4. Road Sign Categorizer

This project develops a feed-forward neural network to categorize road sign images into 43 distinct categories. It leverages the 'tensorflow', 'scikit-learn', and 'os' libraries for data preprocessing and model building. By utilizing a convolutional neural network (CNN) with pooling layers, the model achieves a classification accuracy exceeding 90%.

5. Venom Type Classifier

This project uses the machine learning algorithm Support Vector Machine from the 'scikit-learn' library, to accurately predict snake venom types based on their protein compositions. It also includes features to visualize the dataset using a PCA plot, leveraging the 'matplotlib' and 'pandas' libraries. The project provides two sample datasets: one complete with both input (venom protein proportions) and output values (venom types) for training, and another incomplete dataset with only input values for model evaluation. By simplifying venom type classification, this tool can be used in biomedical venom research, and it offers potential for further refinement with additional training datasets.

6. SciRef

"SciRef" is a robust tool designed to streamline the creation of personalized scientific references using provided URLs. Building upon the functionality of a Python script that I developed previously, this application combines React as the frontend framework and Flask as the backend to offer a user-friendly interface. Within this interface, users have the flexibility to arrange scientific reference components in their preferred order, select a repository, and input the URL of a scientific journal article. Upon submission, the application instantly generates a customized scientific reference, ready for immediate use. Whether you're a researcher, student, or anyone in need of accurately citing online scientific sources, this program simplifies the process, making it accessible and efficient.

7. Colour Chaos!

"Colour Chaos!" is a colour-matching game created using the Pygame library in Python. The game displays words in different colours, and the player must type the correct colour of the word as quickly as possible. The game includes features like a title screen with instructions, a timer to track the player's completion time, a high score system, and a congratulatory message for achieving a new high score. Players also have the opportunity to restart the game and attempt to achieve a new high score after completing each round. Overall, this game aims to test the player's ability to quickly identify the colour of the displayed words and beat their previous best time to set new high scores.
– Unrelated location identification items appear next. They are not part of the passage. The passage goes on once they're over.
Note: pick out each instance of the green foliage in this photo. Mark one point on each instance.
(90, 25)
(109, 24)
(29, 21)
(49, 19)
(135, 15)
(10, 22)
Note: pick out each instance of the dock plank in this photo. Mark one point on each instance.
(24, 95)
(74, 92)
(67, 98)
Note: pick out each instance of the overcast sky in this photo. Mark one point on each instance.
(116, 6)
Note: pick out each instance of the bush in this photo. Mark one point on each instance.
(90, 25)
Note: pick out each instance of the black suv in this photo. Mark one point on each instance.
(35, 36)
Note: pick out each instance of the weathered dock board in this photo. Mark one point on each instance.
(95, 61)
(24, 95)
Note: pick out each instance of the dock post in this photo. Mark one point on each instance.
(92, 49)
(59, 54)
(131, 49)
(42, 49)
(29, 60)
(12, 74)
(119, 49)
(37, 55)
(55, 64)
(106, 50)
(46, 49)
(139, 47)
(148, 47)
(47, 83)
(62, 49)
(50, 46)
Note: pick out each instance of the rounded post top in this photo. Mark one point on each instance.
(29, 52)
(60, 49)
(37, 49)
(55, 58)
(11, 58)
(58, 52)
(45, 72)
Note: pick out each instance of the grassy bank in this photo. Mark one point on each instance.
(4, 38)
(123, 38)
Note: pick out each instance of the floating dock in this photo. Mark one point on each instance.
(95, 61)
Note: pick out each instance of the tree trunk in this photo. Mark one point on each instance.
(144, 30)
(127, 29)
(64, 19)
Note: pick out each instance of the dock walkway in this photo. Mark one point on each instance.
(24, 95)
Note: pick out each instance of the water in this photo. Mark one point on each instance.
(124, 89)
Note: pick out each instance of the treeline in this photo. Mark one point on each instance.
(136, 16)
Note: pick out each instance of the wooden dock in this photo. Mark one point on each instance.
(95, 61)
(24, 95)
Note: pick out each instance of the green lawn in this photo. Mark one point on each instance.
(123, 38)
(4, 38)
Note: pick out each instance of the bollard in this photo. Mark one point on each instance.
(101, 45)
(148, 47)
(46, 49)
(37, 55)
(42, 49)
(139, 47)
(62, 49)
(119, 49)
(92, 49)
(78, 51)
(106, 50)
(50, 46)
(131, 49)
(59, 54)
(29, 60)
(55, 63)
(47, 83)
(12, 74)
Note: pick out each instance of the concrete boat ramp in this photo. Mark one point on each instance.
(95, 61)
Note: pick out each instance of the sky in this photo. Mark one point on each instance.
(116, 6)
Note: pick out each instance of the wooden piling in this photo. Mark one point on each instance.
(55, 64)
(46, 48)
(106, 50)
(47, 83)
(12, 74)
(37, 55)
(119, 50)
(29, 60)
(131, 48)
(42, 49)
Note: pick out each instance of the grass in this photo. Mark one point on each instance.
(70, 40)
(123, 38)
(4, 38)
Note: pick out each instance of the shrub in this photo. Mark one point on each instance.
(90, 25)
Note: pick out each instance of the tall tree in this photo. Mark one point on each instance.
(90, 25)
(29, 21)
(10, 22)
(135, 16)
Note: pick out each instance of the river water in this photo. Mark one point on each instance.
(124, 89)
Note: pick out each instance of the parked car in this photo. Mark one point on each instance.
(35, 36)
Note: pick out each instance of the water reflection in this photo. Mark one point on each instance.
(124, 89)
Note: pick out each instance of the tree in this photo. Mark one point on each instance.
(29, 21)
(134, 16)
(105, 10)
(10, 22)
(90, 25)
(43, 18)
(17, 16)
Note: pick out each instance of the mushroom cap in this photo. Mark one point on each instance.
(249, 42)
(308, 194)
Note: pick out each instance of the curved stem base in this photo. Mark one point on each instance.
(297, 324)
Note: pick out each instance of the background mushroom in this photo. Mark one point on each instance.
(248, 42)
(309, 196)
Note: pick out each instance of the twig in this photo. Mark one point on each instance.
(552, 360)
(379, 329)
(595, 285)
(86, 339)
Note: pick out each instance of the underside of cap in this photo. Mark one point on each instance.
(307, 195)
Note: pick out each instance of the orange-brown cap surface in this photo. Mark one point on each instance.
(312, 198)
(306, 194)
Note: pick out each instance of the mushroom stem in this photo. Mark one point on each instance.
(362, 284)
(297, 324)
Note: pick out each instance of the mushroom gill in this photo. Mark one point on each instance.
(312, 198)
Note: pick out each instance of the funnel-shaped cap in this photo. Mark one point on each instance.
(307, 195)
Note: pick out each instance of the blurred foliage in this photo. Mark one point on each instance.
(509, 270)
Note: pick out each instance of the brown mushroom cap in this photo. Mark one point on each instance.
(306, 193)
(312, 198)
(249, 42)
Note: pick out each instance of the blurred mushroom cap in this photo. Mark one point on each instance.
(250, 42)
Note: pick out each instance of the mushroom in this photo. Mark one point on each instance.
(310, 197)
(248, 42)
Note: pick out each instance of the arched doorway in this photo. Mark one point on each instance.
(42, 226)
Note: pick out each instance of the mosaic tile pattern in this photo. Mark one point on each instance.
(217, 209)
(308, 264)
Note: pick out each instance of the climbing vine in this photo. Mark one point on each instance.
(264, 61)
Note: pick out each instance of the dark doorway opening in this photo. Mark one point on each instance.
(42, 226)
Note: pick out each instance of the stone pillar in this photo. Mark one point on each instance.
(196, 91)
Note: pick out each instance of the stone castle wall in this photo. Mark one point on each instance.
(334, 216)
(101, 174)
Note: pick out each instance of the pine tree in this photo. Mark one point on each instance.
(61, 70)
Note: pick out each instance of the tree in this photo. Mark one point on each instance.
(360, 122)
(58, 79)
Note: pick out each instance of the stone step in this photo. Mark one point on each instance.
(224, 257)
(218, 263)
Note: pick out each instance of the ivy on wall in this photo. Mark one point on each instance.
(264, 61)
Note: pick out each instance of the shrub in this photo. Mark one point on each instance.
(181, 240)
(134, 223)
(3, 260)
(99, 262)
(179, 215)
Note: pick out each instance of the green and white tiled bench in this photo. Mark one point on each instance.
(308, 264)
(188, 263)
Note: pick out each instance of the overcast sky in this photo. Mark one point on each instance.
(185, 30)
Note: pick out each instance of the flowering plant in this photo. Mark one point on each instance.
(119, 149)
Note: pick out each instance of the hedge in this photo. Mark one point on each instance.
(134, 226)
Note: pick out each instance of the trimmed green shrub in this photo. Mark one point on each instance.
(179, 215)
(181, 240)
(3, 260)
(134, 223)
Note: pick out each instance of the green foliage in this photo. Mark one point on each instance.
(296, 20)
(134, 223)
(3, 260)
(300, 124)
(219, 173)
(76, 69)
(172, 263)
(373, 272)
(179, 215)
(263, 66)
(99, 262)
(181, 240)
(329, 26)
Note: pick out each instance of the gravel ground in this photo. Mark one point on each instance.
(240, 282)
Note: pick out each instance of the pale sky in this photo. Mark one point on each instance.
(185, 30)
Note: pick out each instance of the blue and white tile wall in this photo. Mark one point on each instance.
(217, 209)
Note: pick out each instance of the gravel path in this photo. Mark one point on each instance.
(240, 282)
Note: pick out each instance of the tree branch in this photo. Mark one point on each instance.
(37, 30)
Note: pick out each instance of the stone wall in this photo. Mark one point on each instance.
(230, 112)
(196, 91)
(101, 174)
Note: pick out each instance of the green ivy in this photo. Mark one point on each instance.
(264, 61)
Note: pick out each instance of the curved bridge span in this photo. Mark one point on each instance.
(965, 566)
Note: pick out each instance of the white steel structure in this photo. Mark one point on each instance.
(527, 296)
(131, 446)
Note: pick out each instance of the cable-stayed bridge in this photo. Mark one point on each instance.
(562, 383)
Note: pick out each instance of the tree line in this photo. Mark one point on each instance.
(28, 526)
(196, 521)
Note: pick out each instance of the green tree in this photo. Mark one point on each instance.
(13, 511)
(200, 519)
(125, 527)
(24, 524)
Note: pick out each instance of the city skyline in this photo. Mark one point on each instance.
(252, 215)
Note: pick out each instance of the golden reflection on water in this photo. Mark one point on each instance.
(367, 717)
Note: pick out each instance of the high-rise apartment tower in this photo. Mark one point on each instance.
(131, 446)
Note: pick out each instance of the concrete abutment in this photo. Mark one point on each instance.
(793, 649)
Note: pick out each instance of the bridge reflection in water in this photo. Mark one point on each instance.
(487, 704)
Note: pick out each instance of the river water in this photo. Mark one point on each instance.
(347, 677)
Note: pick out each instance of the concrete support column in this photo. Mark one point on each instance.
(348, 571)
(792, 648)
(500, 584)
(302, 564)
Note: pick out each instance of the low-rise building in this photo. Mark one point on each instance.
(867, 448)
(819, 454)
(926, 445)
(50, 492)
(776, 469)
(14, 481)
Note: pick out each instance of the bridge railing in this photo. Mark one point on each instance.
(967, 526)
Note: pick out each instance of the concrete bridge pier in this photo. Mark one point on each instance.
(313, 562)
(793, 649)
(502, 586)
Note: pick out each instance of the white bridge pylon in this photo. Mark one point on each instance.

8. Scientific Reference Customizer

This Python script serves as a command-line tool for generating formatted references to articles from PubMed. It takes a user-provided PubMed URL as input and extracts key citation information, such as the authors' names, article title, journal name, publication year, volume, page numbers, and DOI. The script allows users to customize the order of these citation components to suit their reference style preferences. By leveraging web scraping with the BeautifulSoup and regular expressions library, this project automates the tedious process of manually formatting citations, providing users with a convenient and efficient solution for generating accurate and properly formatted references for scientific articles.